Any dilutions that were made to bring the OD490 values into the linear range of the spectrophotometer (OD490 should be less than 1.500), were
taken into account by multiplying the OD490 value of the dilution by the dilution factor. The final-corrected OD490 of the test article and the positive
control were calculated by subtracting the average corrected OD490 of the negative control corneas from the corrected OD490 value of each
treated cornea:
Final-corrected OD490 = (OD490 – mean blank OD490) – average-corrected negative control OD490
The mean OD490 value of each treatment group was calculated by averaging the final corrected OD490 values of the treated corneas
for that treatment condition.
The following formula was used to determine the in vitro score:
In vitro score = mean opacity value + (15 x mean OD490 value)

Irritation parameter:

other: in vitro irritation score (IVIS)

Basis:

mean

Time point:

other: 240 minutes

Score:

3.47

Reversibility:

other: not measured in test system

Irritant / corrosive response data:

The following mean in vitro irritation score was calculated: 3.47

The in vitro irritation score obtained with the positive control fell within the two standard deviations of the current historical mean and therefore this assay is considered to be valid.

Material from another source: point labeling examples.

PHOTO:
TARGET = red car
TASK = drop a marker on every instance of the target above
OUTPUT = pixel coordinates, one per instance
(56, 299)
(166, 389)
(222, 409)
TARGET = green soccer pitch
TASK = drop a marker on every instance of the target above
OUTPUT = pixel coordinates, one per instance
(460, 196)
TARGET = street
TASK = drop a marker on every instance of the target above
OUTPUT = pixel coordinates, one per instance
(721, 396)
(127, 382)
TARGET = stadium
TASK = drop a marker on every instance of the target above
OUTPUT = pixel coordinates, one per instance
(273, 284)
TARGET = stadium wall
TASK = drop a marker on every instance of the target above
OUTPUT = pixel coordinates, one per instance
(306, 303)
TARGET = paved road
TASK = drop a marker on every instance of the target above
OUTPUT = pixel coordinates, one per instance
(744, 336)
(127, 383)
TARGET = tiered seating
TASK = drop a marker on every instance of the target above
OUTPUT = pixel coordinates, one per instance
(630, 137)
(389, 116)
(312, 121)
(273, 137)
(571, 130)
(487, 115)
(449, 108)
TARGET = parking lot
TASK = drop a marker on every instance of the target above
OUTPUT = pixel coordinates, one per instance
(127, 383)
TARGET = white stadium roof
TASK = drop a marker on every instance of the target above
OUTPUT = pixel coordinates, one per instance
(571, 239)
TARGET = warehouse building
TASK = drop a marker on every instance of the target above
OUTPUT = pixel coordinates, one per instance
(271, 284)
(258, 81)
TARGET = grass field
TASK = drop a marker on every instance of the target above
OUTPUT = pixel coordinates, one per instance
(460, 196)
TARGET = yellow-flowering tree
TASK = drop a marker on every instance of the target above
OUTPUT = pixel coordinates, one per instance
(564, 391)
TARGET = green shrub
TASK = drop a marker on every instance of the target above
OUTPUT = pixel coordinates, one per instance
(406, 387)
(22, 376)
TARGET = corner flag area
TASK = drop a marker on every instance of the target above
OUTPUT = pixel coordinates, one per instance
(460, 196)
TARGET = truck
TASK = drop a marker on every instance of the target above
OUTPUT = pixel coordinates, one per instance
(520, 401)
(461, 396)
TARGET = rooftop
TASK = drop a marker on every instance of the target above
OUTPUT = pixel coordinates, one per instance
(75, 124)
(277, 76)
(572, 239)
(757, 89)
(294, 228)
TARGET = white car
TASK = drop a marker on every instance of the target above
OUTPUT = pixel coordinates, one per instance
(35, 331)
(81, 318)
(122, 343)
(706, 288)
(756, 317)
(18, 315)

Interpretation of results:

other: mild irritant

Remarks:

Criteria used for interpretation of results: other: OECD

Conclusions:

Based on the results of this in vitro study and under the given conditions the test item C18/C18 unsatd.-Glucamide is considered to be a mild irritant to the eye. However, since the IVIS score 3.47 is slightly above the regulatory non-classification threshold, no C&L decision is based on these study results.

Executive summary:

The eye irritancy potential of the undiluted test substance was investigated in a GLP compliant bovine corneal opacity and permeability assay according to OECD TG 437 (BCOP). Evaluation of effects on the opacity and the permeability of the bovine corneas were performed on three corneas per test group. After 1 hour equilibration the corneas were exposed to a 20% (w/v) suspension in physiological saline for 240 minutes. After treatment the test item was rinsed off the corneas and the opacity was measured. Based on the results of this study a mean in vitro score of 3.47 was obtained. The test substance therefore is considered to be a mild eye irritant. However, as the IVIS score is slightly above the regulatory treshold for non-classification, no C&L decision is based on this outcome. The in vitro score obtained with the positive control was within the current historical mean and therefore this assay is considered to be valid.